About the Tasks That You Will Perform

This chapter shows how you can create topics and rules from filtered terms using the Text Topic node, and the Text Rule Builder node.
The Text Topic node enables you to explore the document collection by automatically associating terms and documents according to both discovered and user-defined topics. Topics are collections of terms that describe and characterize a main theme or idea. The goal in creating a list of topics is to establish combinations of words that you are interested in analyzing. The ability to combine individual terms into topics can improve your text mining analysis. Through combining, you can narrow the amount of text that is subject to analysis to specific groupings of words that you are interested in. For more information about the Text Topic node, see the SAS Text Miner Help.
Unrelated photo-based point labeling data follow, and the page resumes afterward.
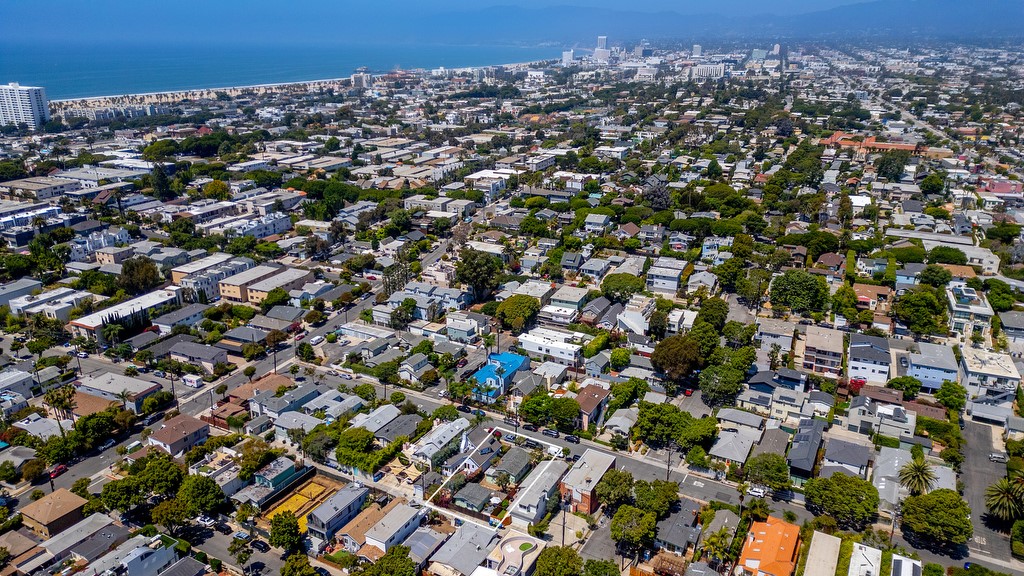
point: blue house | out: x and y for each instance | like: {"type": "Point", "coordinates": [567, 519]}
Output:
{"type": "Point", "coordinates": [494, 378]}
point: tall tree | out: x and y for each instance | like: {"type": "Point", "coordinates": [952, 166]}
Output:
{"type": "Point", "coordinates": [851, 500]}
{"type": "Point", "coordinates": [1004, 499]}
{"type": "Point", "coordinates": [940, 517]}
{"type": "Point", "coordinates": [768, 469]}
{"type": "Point", "coordinates": [285, 531]}
{"type": "Point", "coordinates": [479, 271]}
{"type": "Point", "coordinates": [633, 529]}
{"type": "Point", "coordinates": [614, 488]}
{"type": "Point", "coordinates": [677, 357]}
{"type": "Point", "coordinates": [558, 561]}
{"type": "Point", "coordinates": [918, 477]}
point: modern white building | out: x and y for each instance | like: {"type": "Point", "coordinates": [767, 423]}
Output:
{"type": "Point", "coordinates": [868, 359]}
{"type": "Point", "coordinates": [26, 105]}
{"type": "Point", "coordinates": [987, 373]}
{"type": "Point", "coordinates": [561, 346]}
{"type": "Point", "coordinates": [91, 326]}
{"type": "Point", "coordinates": [932, 365]}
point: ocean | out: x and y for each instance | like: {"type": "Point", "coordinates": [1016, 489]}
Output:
{"type": "Point", "coordinates": [100, 70]}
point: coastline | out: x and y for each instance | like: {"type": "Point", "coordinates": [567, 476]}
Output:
{"type": "Point", "coordinates": [168, 96]}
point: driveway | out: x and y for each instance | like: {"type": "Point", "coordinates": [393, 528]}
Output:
{"type": "Point", "coordinates": [978, 474]}
{"type": "Point", "coordinates": [599, 545]}
{"type": "Point", "coordinates": [693, 404]}
{"type": "Point", "coordinates": [738, 312]}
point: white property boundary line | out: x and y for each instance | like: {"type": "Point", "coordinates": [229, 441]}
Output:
{"type": "Point", "coordinates": [501, 523]}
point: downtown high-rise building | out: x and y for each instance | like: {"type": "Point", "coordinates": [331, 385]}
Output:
{"type": "Point", "coordinates": [26, 105]}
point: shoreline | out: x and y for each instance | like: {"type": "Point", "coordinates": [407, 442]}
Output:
{"type": "Point", "coordinates": [166, 95]}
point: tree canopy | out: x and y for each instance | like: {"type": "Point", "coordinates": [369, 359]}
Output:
{"type": "Point", "coordinates": [800, 291]}
{"type": "Point", "coordinates": [941, 516]}
{"type": "Point", "coordinates": [621, 287]}
{"type": "Point", "coordinates": [852, 501]}
{"type": "Point", "coordinates": [479, 271]}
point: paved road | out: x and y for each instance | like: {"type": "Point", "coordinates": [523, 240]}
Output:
{"type": "Point", "coordinates": [978, 472]}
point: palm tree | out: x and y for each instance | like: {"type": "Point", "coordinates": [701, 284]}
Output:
{"type": "Point", "coordinates": [716, 546]}
{"type": "Point", "coordinates": [758, 509]}
{"type": "Point", "coordinates": [124, 396]}
{"type": "Point", "coordinates": [918, 477]}
{"type": "Point", "coordinates": [1004, 499]}
{"type": "Point", "coordinates": [112, 331]}
{"type": "Point", "coordinates": [61, 401]}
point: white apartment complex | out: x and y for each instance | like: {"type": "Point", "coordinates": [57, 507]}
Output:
{"type": "Point", "coordinates": [24, 105]}
{"type": "Point", "coordinates": [561, 346]}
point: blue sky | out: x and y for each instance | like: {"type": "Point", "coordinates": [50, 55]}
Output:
{"type": "Point", "coordinates": [254, 22]}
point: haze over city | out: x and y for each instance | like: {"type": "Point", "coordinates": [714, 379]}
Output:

The Text Rule Builder node generates an ordered set of rules from small subsets of terms that together are useful in describing and predicting a target variable. Each rule in the set is associated with a specific target category that consists of a conjunction that indicates the presence or absence of one or a small subset of terms (for example, “term1” AND “term2” AND (NOT “term3”)). A particular document matches this rule if and only if it contains at least one occurrence of term1 and of term2 but no occurrences of term3. This set of derived rules creates a model that is both descriptive and predictive. When categorizing a new document, it proceeds through the ordered set and chooses the target that is associated with the first rule that matches that document. The rules are provided in the syntax that can be used within SAS Content Categorization Studio, and can be deployed there. For more information about the Text Rule Builder node, see the SAS Text Miner help.